There are blogs on the web, that are written/configured in a way, that the RSS
or Atom feed contains only a teaser (or no content at all), and one must open
a link to get the real content – and thus load all the crap on the page,
something RSS feeds were designed to avoid. Dittygirl has added one of
those sites in her feed reader, and told me that it takes lots of resources on
her netbook to load the whole page – not to mention the discomfort of leaving
the feed reader.
I accepted the challenge, and decided to write a Python RSS gateway in less
than 30 minutes. I chose plain WSGI, something I wanted to play with, and
this project was a perfect match for its simplicity and lightweightness.
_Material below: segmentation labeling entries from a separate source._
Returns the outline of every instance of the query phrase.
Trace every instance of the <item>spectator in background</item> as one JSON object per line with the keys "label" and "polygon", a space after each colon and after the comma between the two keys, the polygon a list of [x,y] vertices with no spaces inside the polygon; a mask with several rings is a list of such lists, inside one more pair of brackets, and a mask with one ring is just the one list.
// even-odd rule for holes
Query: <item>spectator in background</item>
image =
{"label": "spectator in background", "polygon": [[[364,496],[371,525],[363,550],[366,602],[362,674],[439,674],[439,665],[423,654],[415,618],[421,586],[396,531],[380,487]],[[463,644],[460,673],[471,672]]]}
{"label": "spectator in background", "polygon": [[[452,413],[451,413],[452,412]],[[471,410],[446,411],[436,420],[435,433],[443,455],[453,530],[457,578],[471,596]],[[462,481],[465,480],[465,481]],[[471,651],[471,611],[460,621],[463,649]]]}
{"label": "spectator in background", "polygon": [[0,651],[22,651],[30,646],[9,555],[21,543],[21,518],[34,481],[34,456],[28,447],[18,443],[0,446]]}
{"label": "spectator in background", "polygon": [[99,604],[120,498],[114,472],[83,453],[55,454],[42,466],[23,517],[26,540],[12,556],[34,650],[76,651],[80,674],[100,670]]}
Plain
WSGI applications are Python modules with a callable named application
, which
the webserver will call every time, an HTTP request is made. The callable gets
two parameters,
- a dictionary of environment values (including the Path of the query,
IP address of the browser, etc.), and
- a callable, which can be used to signal the web server about the progress.
In this case, the script ignores the path, so only the second parameter is used.
def application(environ, start_response):
rss = getfeed()
response_headers = [('Content-Type', 'text/xml; charset=UTF-8'),
('Content-Length', str(len(rss)))]
start_response('200 OK', response_headers)
return [rss]
Simple enough, the function emits a successful HTTP status, the necessary
headers, and returns the content. The list (array) format is needed because a
WSGI application can be a generator too (using a yield statement), which can
be handy when rendering larger content, so the server expects an iterable result.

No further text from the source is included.